The grim calculus now facing Federal Reserve Chairman Jerome Powell is whether to permit inflation to spike further than its current 8.6%, or use monetary policy to tamp it down.
If he does the latter, it is inevitable that the U.S. economy will fall into a recession, most likely in 2023, Bloomberg reports.
Economists are beginning to sound the chorus that the economy might need to go through a recession wringer—an economic contraction and higher unemployment—to bring inflation, at a high not seen since 1981, down.
Market participants will be listening carefully to what Powell has to say Wednesday after the Fed’s next fed rate hike meeting.
“The chairman of the Fed doesn’t want to let the ‘R’ word slip out of his mouth in a positive way—that we need a recession,” says Alan Binder, former Fed policy maker. “But there are a lot of euphemisms, and he’ll use them.”
JPMorgan Chase & Co.

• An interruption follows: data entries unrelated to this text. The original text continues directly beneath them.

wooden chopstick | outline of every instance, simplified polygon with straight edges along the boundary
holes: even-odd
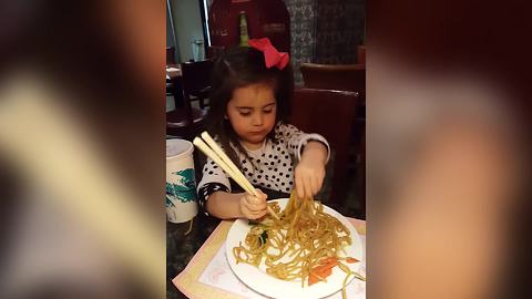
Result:
[[[216,164],[224,169],[233,179],[235,179],[236,184],[238,184],[245,192],[255,195],[253,188],[249,188],[245,183],[242,182],[242,178],[237,177],[238,175],[232,169],[221,157],[217,155],[203,140],[194,138],[194,145],[196,145],[206,156],[212,158]]]
[[[226,163],[227,166],[229,166],[233,173],[235,173],[236,176],[238,176],[241,182],[247,186],[247,188],[250,190],[250,194],[254,196],[258,196],[252,183],[249,183],[249,181],[246,179],[244,174],[238,169],[238,167],[236,167],[233,161],[231,161],[231,158],[225,154],[224,150],[222,150],[222,147],[218,146],[218,144],[213,140],[213,137],[211,137],[211,135],[207,132],[203,132],[202,138],[205,141],[205,143],[207,143],[208,146],[211,146],[211,148],[213,148],[214,153],[216,153],[222,158],[222,161]]]
[[[244,174],[236,167],[236,165],[231,161],[231,158],[224,153],[224,151],[216,144],[216,142],[211,137],[207,132],[202,133],[202,138],[195,137],[193,143],[196,145],[205,155],[212,158],[216,164],[222,167],[233,179],[238,184],[245,192],[253,196],[258,196],[255,187],[252,183],[246,179]],[[268,213],[277,220],[280,220],[277,214],[266,205]]]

Chief Economist Bruce Kasman recently said he has “become more pessimistic about the opportunity of stabilizing inflation at an acceptable level without a recession.”
Ethan Harris, head of global economics research at Bank of America Corp., expects the Fed to settle for an inflation reset of 3%, rather than its traditional 2%.
“Remember, the great inflation fighter Paul Volcker backed off with inflation down to 4%,” Harris said.